Говорил он все тише и тише:
— Да, как хотите... И денег теперь у меня нет, и сил нет, чтобы имущество-хозяйство вам справить...
Дмитрий понимал, что лукавый Егорыч окончательно сдался, и хотел было сказать старику, что никакого его имущества-хозяйства им с Глушей не надо, но голова отяжелела и губы не разжимались.
Взяв бутылку, старичок молча, пошатываясь, прошел к окну.
Глянув на прибрежье, Егорыч вдруг быстро вытер рукавом стекло и припал к нему.
Повернувшись к Дмитрию, он хитро прищурил глаз и необычайно весело произнес:
— Думаешь, с горя пью? Я, может, с радости!..
— С какой же такой? — спросил ловец, предугадывая, что старичок что-то затевает.
Не отвечая, маячник напряженно глядел в окно; приподнимаясь на носках, он медленно поворачивал голову, будто за кем-то следил.
«И чего хитрит?» — подумал Дмитрий, и сам хотел приподняться, чтобы взглянуть в окно, но усталость словно приморозила его к постели.
Отставив бутылку и мурлыча себе что-то под нос, старичок, покачиваясь, поспешно зашагал к двери.
— Куда, Максим Егорыч?
Маячник задорно подмигнул и толкнул ногой дверь.
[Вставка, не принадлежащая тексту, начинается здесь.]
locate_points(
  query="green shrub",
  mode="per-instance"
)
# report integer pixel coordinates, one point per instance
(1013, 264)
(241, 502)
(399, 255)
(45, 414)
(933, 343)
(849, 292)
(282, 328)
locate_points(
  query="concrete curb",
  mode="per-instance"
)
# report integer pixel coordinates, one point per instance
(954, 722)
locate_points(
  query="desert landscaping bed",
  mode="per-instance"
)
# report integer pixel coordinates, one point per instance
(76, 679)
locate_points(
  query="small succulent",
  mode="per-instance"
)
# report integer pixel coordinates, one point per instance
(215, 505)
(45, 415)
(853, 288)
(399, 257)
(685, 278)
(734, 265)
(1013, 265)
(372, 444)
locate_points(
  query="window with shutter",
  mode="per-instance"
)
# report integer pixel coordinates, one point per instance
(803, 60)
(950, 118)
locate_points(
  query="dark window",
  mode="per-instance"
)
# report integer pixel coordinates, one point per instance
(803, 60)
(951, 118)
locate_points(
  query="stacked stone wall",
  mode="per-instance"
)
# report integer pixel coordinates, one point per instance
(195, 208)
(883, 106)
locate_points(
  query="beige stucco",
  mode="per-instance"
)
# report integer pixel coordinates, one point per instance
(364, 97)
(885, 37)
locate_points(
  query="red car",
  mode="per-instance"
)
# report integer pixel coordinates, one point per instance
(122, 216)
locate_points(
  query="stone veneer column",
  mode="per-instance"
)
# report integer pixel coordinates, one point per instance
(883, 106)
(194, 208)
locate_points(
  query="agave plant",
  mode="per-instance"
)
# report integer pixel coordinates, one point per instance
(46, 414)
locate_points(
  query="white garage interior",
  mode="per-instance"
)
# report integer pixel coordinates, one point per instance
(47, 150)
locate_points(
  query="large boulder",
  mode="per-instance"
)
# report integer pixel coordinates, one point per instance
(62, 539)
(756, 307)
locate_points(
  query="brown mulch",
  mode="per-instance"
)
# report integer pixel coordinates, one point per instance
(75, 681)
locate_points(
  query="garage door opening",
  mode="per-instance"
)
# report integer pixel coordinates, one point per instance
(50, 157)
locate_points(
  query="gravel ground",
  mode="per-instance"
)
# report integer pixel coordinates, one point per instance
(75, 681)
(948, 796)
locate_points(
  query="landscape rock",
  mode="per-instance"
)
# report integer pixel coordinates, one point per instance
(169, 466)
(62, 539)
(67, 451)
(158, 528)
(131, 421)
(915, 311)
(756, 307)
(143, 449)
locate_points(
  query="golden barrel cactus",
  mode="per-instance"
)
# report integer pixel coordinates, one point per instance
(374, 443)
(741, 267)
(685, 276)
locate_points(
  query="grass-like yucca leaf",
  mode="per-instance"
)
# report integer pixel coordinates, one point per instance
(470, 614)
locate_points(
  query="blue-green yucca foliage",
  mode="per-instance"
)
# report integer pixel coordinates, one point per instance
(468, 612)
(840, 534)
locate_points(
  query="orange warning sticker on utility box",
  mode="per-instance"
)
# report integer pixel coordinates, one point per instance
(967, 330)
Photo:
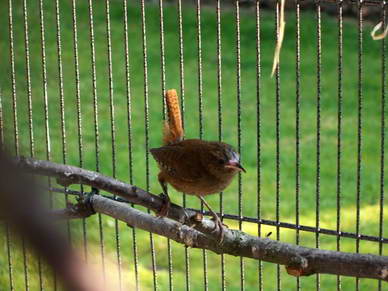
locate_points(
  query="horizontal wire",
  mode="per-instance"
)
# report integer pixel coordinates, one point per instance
(253, 220)
(351, 2)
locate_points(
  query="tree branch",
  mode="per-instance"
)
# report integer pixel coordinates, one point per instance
(299, 261)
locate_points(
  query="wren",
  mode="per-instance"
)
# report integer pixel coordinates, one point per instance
(193, 166)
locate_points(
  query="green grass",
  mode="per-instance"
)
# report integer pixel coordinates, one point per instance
(370, 191)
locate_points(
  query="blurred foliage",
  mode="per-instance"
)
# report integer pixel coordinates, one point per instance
(371, 113)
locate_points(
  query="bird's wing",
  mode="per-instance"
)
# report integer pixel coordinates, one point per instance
(178, 162)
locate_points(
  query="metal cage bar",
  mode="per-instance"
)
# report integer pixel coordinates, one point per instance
(382, 134)
(200, 30)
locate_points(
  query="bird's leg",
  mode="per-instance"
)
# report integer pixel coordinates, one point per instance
(217, 221)
(166, 200)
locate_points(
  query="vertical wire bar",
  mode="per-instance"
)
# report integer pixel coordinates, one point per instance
(318, 124)
(220, 128)
(6, 229)
(113, 128)
(297, 130)
(46, 114)
(339, 131)
(79, 112)
(277, 133)
(30, 125)
(129, 121)
(16, 131)
(238, 87)
(382, 138)
(13, 79)
(200, 112)
(359, 128)
(163, 86)
(258, 117)
(199, 64)
(62, 110)
(182, 93)
(28, 80)
(146, 128)
(96, 129)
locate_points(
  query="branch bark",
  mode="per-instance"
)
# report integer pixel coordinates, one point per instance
(299, 261)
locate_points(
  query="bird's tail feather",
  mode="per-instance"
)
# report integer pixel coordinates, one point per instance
(173, 130)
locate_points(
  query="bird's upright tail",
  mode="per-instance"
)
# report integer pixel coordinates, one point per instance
(173, 130)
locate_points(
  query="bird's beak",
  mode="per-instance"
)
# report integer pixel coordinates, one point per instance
(235, 165)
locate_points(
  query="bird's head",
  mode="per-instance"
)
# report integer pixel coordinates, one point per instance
(226, 159)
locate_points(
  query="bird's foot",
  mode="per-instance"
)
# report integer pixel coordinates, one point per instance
(165, 206)
(219, 227)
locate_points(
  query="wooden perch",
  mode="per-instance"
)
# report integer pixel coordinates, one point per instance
(299, 261)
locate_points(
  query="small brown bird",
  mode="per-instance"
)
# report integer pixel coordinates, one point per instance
(193, 166)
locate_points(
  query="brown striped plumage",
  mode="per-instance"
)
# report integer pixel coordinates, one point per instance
(193, 166)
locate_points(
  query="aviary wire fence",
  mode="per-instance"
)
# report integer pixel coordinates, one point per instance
(77, 90)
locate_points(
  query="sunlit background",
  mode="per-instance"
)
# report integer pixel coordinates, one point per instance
(132, 168)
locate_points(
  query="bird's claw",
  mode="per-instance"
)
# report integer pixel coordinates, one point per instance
(219, 227)
(165, 206)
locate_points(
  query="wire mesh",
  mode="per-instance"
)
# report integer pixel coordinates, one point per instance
(211, 50)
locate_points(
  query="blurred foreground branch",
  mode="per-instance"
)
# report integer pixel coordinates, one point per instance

Вся белая, запушенная снегом, вступила в сторожку Глуша.
Не сказав отцу и слова, она сбросила с себя шаль, коротушку и быстро подошла к кровати.
— Живой ли, Митенька?
Ловец удивленно глядел то на Глушу, то на маячника.
— Живой ли ты? — трясла Дмитрия Глуша, чуть не плача.
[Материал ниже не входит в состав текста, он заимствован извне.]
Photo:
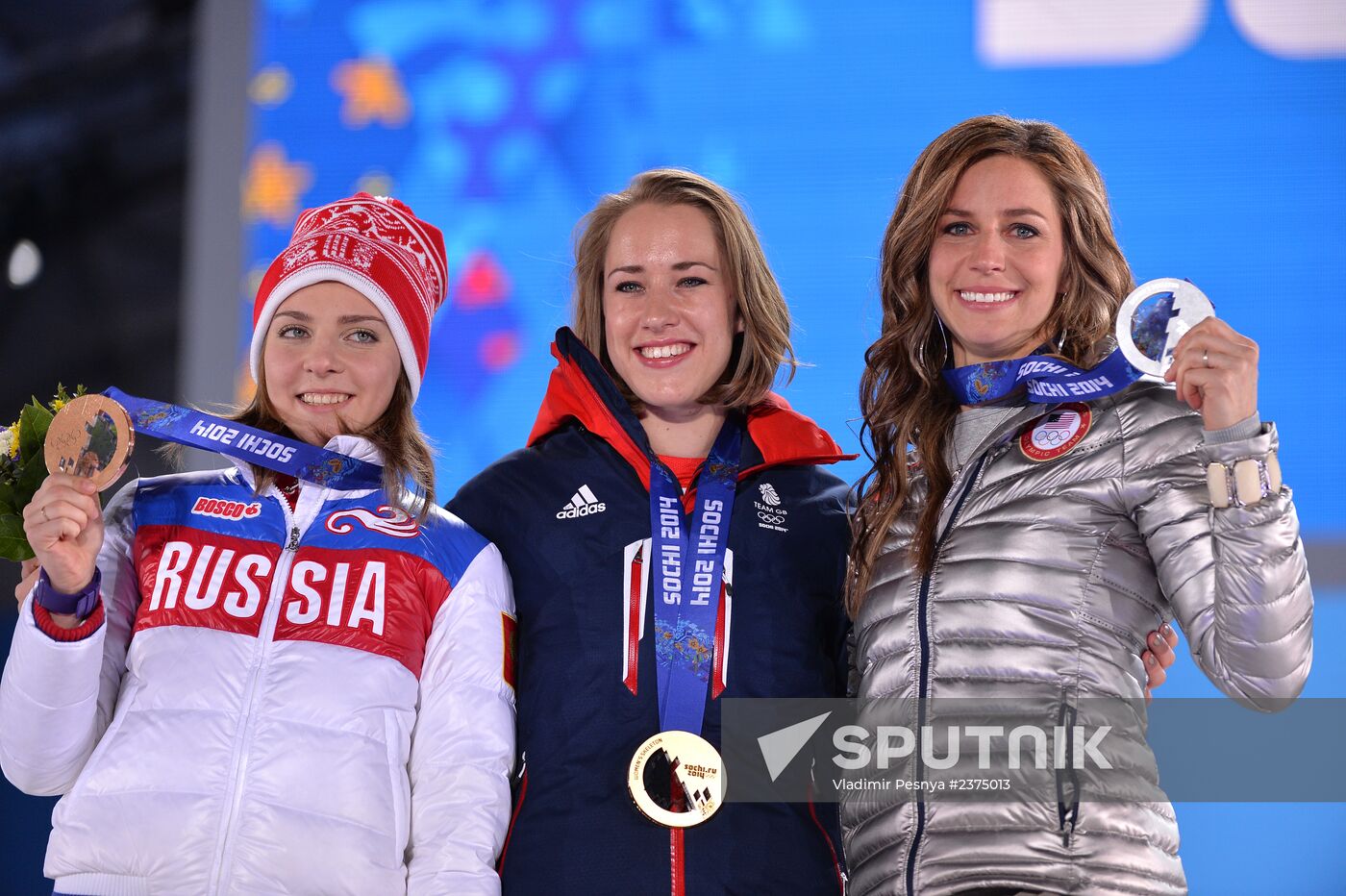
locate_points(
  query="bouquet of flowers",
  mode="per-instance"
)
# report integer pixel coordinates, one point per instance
(23, 467)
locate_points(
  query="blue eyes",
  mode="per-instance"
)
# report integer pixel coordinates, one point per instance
(295, 331)
(685, 283)
(964, 229)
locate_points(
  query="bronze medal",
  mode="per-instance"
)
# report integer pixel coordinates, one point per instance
(683, 759)
(90, 436)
Дмитрий приподнялся на локте.
— Живой... Спасибо Максиму Егорычу...
А старичок стоял в сторонке и молча наблюдал за дочерью.
Опускаясь на табурет, она обшлагом кофты вытирала глаза.
— Брось дурить! — вдруг сердито прикрикнул на нее маячник. — Что за слезы?.. Брось, говорю, дурить!
Всхлипывая, она посмотрела в глаза отцу; глаза его золотисто горели.
— Ой, спасибо, батяшенька, за Митю!.. Как хорошо-то мне!..
Искоса оглядывая дочь и ловца, Егорыч снял со стены полушубок и начал одеваться.
— Лошадь бросила! — забурчал он. — А лошадь чужая!